We held on for dear life.
Oranger was the second band to go on, and they’re from the West Coast — San somethingorother and they looked like they fell out of the ’90s. Long chin length hair and sweatshirt hoodies, oversized t-shirts, and other unmentionable crimes against fashion that are safe to wear at home — and even outside, given inclement weather — but certainly not on a stage.
Noise began, piercing our ears with incessant droning WHATEVERNESS. We retreated downstairs to the bar to drown out our sorrows and text message SOS to everyone in our phone book.
Staying down there for most of the set, we decided to give it one more shot and we headed up to the stage area once again. And it still blew. They were putting the SUCK in SUCKS. But one dude in front of us doing an AIR GUITAR clearly had a different opinion. He thought these dudes but the ROCK in ROCKTABULOUS because he started doing AIR DRUMS soon after.
We texted messaged some more with charming messages like, “PLEASE KILL ME, I WANT TO DIE.” and “I’M CRYING!” If liking droning pap like this made you Indie, we were gladly willing to throw in our Chucks and let these losers have the title. A voice told us to embrace our innermost feelings and wear them on our lapel like a finely crafted brooch bought at a London flea market for 7 GBP. And that, our friends, is when it all became clear: WE WERE NEVER INDIE. HIPSTER AND PROUD OF IT!
Soul-searching had reached a new level.
Oranger got off the stage and manna fell from up above. We got back up front for Apples in a Petrie Dish and waited for them to set up. Bored out of our minds, we accosted two young boys from NYU and told them that they had to listen to the White Stripes new album and get up to speed with who The Rapture were because they were f*cking amazing. The one with the pukka shells did not seemed swayed in any way, but the one wearing the hooded sweatshirt might have thought about it.

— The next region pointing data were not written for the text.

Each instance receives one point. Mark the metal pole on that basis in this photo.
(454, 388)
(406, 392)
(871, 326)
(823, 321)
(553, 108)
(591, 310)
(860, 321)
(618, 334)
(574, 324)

When Apples came on stage, the guitarist’s gear wasn’t working and we had to wait for them to set up again.
Apples’ lead singer was actually really funny. We can’t specifically remember what he said that was so funny, but remember thinking his inter-song banter being clever. Despite the fact that the lead singer was really amusing, and all the people in the band seemed and looked like good people, we really couldn’t have gave a flying f*ck about being there anymore.
Indie music is FINE for some people. Some people LOOOOOVE it. They sit at home on their Macs designing cool little twee buttons to wear at shows, or they get on some Interweb message board and post obsessively over reclusive band members and create group fan fictions stories. LET THESE PEOPLE DO WHAT THEY WANT, BUT FOR THE LOVE OF JESUS, DON’T PUT THEM IN THE SAME ROOM AS US.
Because we won’t like it.
Realizing that we couldn’t keep text messaging people directly in front of the lead Apples singer, we moved the hella-izo out of there, retreating to the balcony. We stood up in there for about half of a song, then realized that it wasn’t going to get any better. We’d spied the set list while we were up front and estimated that there were still about 4 songs left — and 5 encore songs to go. This made OUR HEADS HURT.
Making the decision to escape the clutches of musical torture, we ran our asses down the stairs, and flung open the exit doors to freedom. “Hallelujah!” we would have cried had we been in a motion picture film. Then we heard the most glorious sound you could hear after skirting out on an unbearable band — the precious sound of silence whistling through our ears. Serenity now.